Il secondo step va al cuore della questione attraverso lo sviluppo di un algoritmo di intelligenza artificiale che prenda come input l’insieme degli articoli rilevanti per il tema e restituisca come output la sintesi delle evidenze. All’interno del processo vi saranno dei filtri per gli articoli, che terranno conto della qualità degli studi. Grazie a questo algoritmo, il processo di analisi dell’evidenza empirica su un determinato tema sarà molto più tempestivo, permettendo una maggior integrazione con i tempi della politica. Questo algoritmo sarà poi integrato nella piattaforma AMELIA.
Gli altri due progetti in corso nel WP 1.2 affrontano questioni simili, ma attraverso il coinvolgimento di esperti. Il primo, Pool of Experts, si ispira all’Experts Panel del Kent Clark Center. Questo progetto si basa sul consultare vari esperti nel campo dell’economia e delle scienze sociali per restituire le loro opinioni su un determinato tema. Queste opinioni sono pesate rispetto al campo di specializzazione di coloro che rispondono.

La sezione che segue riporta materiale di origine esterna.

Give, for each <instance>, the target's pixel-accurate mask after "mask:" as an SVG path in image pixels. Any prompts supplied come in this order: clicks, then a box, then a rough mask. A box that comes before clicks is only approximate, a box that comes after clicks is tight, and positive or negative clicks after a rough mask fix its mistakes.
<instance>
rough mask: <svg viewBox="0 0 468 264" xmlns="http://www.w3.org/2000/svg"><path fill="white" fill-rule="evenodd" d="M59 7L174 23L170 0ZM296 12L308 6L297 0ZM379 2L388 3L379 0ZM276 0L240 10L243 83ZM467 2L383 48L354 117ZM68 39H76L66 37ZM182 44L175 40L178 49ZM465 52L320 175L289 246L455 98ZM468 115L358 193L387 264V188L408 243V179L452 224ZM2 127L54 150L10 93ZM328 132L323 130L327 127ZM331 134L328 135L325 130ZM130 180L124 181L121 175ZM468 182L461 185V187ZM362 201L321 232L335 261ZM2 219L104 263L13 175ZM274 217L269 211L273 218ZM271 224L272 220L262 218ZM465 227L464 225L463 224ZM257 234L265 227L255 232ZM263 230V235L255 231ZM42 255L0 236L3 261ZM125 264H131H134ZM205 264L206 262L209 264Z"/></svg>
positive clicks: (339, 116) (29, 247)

Preso atto della mancanza di opinione qualificata, tempestiva e sintetica su questioni di attualità di politica economica, il progetto coinvolgerebbe circa 350 esperti, su invito, provenienti da vari settori - dall’accademia all’impresa. Il grado di accordo su determinati statement di politica economica viene misurato su 5 diversi livelli. In questo modo, si avrebbe una panoramica su argomenti di attualità provenienti da esperti del settore che garantirebbe una più adeguata informazione su temi che interessano il dibattito pubblico. Il progetto è rivolto non solo ai cittadini che vogliono farsi un’idea su determinati temi, ma anche a giornalisti e altri corpi intermedi che vanno a influenzare il dibattito.
Il secondo lavoro, che sta però subendo vari ritardi a causa di problematiche di tipo burocratico, riguarda la creazione di una piattaforma non commerciale, PoolPo, in grado di connettere ricercatori e più di 50 mila volontari per raccogliere dati per survey o esperimenti. Questo sarebbe fatto nel pieno rispetto dell’anonimato, un tema centrale in questi anni in cui dati a livello individuale sono sempre più presenti.